The debt looms over you. It keeps you up at night. It threatens your future. And you want nothing more than to get rid of it as soon as possible.
That is a great goal. But if your savings is suffering because of that goal, you could find yourself in even more debt.
From a mathematical standpoint, I know that it doesn’t make much sense to build an emergency fund before you pay down the debt.
Your emergency fund, when placed in a safe and accessible savings account will earn almost no interest. On the other hand, your credit card debt could be racking up 20% interest (or more) each month it sits there. The longer the credit card debt sits there, the more money you will owe. Your savings will not stay ahead of that.
There’s also a psychological cost to keeping that debt hanging around. Debt just feels crummy. No one likes to owe anyone anything.
That said, I still think you need an emergency fund before you aggressively work on paying down debt.
Why You Need An Emergency Fund Before You Pay Down Debt
Paying down debt requires a significant shift in thinking. You must learn to despise debt and to resist any and all attempts to lure you into it. You must change your attitude toward debt.
Before paying a single penny on your debt, you must vow to not get into any more debt. Throw your credit cards in the freezer to keep from using them. Do not ask anyone for a loan. You will need to figure out how to get what you need with exactly what you have. You can’t get out of your debt hole if you’re still throwing more debt in it.
The only way you are going to be able to keep this vow to not accumulate any more debt is to establish an emergency fund. You need at least $1,000 (but preferably three months of living expenses) in this emergency fund. When your car breaks down or the water heater quits, you won’t have to turn to your credit cards or scramble for a personal loan. You won’t have to worry about payment plans and interest rates. You’ll be able to draw on the money you saved in your emergency fund.
Your emergency fund becomes your insurance policy against more debt. It helps you make the fundamental attitude shift you need to make if you are going to get out of debt and stay out.
You can save money even when you think you can’t. And if you want to get out of debt, you must.
Fund the emergency fund, but stay current on your bills
Don’t ignore your debt completely while you build your emergency fund. You need to keep up with at least the minimum payments while you work on your building your emergency fund. And it feels good to know you’re making progress, even if it is at a snail’s pace.
Remember that personal finance doesn’t have to be all or nothing. You can pay the minimum (or even a little above if your budget allows) on your debt and tuck away money in your emergency fund at the same time.

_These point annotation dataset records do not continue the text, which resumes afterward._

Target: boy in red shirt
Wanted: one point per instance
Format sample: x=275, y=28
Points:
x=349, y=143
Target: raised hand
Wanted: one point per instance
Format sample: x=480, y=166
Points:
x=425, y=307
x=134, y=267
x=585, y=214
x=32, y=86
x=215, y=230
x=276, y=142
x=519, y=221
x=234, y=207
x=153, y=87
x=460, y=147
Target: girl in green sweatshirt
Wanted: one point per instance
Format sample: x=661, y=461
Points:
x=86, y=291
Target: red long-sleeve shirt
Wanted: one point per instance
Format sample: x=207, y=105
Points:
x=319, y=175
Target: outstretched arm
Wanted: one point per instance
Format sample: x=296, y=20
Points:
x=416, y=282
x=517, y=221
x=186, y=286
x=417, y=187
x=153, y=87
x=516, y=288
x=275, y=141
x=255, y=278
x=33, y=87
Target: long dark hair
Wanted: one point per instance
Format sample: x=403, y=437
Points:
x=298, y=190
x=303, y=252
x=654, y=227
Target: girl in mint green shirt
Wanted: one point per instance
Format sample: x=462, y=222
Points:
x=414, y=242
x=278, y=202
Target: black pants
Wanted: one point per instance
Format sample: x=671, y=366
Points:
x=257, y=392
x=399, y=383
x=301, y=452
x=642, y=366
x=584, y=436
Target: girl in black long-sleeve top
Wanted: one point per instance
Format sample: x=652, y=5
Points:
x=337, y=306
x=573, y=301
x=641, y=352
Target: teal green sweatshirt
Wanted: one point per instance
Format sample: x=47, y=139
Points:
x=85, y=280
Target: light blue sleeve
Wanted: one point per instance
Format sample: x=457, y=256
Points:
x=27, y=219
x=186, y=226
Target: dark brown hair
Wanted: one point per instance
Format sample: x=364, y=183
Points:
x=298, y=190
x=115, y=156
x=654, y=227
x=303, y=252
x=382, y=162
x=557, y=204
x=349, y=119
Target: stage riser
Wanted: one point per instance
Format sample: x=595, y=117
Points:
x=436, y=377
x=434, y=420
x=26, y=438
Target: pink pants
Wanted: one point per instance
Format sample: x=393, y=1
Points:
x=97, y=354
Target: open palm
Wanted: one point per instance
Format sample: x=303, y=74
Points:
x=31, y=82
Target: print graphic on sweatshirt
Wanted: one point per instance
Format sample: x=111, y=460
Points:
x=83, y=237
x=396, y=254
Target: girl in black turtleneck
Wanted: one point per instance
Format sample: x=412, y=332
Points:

Make the shift away from debt and financial insecurity. Work on that emergency fund. Then work on the debt.
Abigail @ipickuppennies says
When we were getting out of debt, we were lucky enough to have guaranteed payments: disability and unemployment. So only sort of lucky, I suppose.
Point being, we knew exactly how long we would be getting those payments, and we knew that they would come in no matter. In that unique case, it really didn’t make sense to build an EF. With our various health problems, unexpected expenses would have drained the account each month, meaning we’d be refilling it each month. So pretty much a waste when it could go to interest-bearing debt.
That said, for people with more uncertainty in life — ie, a job that you could get fired from — then yes, it is crucial to have an emergency fund.
An emergency fund is essential for anyone, the thing is, millenials are the ones that neglect it the most. An unexpected expense could happen anytime, an emergency fund can help us face such a problem, definitely.